I think the cooler system would more dramatically effect the performance than the IDE cable.

Also there's not really much you can do to increase the performance of a game console. The X-Box has a 733Mhz processor with 64 Megs of RAM. The games aren't written like PC games that have to run on a variety of different combinations of hardware. They are written specifically to run on a 733Mhz processor and to utilize 64 Megs of RAM. Even if you managed to put in a faster processor and more RAM the games aren't written to take advantage of it, and in most cases the games would run too fast because of this. 

There was a custom X-Box for sale by a 3rd party company in which they managed to upgrade the machine with a 1.4Ghz celeron. They had to put a switch on the unit to clock it down to 733Mhz for the games that were written specifically to run at 733Mhz because they would run too fast. Game programmers assume the hardware conditions will never change so they program console games in this manner. 

This is why a 733Mhz X-BOX can play games that would bog down a 733Mhz PC. The software is optimized specifically for the hardware. Plus there's not alot of crap running in the background. 

However your lights look cool and I would imagine you've extended the life of the machine by keeping it cooler. Plus you'll need that extra cooling power with that bigger hard drive. That in itself is a plus.


----------



## SlothX311

thats cool and all, and i understand that the xbox is slow in the first place, but numbers dont lie.....the first time i clocked a loading screen with the 40 pin cable, it loaded 40 percent slower than with the 80 pin cable, i dont give a crap what made it do that, all i know is that box loads faster than a standard xbox


----------



## kof2000

i added a 250gb on mines and did not need any cooling.

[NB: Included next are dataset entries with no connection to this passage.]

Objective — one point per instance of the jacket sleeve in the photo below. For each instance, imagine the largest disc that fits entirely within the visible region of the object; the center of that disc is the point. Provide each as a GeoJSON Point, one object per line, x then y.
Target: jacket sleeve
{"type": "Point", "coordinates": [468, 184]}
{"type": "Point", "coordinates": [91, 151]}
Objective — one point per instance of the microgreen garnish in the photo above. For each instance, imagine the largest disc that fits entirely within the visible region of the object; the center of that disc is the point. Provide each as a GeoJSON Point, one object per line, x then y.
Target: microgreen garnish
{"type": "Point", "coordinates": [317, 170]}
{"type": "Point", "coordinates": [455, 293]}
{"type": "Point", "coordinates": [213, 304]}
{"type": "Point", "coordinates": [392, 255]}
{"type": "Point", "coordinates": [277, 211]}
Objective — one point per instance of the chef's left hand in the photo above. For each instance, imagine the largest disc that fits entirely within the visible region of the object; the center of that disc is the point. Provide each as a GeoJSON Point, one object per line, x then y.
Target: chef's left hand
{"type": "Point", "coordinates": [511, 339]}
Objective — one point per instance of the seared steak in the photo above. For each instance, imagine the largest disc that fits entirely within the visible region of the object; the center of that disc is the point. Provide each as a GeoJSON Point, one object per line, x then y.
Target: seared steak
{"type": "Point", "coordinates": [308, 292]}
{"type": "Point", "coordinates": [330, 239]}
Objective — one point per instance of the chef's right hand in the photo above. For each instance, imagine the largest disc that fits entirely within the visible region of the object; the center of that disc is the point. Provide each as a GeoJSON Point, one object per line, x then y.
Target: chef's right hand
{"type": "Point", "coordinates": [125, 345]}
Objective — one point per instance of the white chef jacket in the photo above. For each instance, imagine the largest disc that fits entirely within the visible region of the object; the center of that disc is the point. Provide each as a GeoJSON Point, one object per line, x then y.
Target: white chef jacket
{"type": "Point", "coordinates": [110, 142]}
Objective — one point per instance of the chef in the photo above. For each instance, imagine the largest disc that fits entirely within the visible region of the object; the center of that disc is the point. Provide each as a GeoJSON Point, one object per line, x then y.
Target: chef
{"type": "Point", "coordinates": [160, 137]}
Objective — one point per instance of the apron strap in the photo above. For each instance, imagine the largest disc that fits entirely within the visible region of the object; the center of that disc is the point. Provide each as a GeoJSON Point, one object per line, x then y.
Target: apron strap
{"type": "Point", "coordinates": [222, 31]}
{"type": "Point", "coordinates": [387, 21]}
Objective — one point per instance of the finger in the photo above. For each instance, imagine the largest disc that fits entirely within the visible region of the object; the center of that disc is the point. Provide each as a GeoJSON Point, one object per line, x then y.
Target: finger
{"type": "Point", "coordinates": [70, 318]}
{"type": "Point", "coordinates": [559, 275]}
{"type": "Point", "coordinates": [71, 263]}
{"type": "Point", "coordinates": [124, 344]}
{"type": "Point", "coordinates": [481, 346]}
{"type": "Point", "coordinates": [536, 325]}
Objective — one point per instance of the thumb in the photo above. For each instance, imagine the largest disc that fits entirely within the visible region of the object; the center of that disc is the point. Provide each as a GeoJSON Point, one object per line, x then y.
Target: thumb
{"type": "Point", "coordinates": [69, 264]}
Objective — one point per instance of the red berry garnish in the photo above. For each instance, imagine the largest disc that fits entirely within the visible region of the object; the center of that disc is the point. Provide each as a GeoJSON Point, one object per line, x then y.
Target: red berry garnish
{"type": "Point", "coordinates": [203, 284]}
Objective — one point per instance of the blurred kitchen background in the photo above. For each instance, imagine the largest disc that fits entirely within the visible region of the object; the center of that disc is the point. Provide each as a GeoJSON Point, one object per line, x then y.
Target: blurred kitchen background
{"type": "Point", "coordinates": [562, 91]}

the xbox is ata66 and if you do mods you're familiar with the x - scene and so the different with using a different cable is only a few seconds difference not a 30-40% boost.


----------



## SlothX311

actually your wrong......im telling you people.....i timed the loading......fable took 1 minute 53 seconds to load a save file with the 40 pin cable.....with the 80 pin cable it only took 1 minute 21 seconds....i dont care what ATA standard the xbox utilizes but it was faster....


----------



## spacedude89

yes, he is right. the xbox supports the 80 pin cable. but microsoft is cheap by only shipping it whith a 40 pin cable. its a very common mod


----------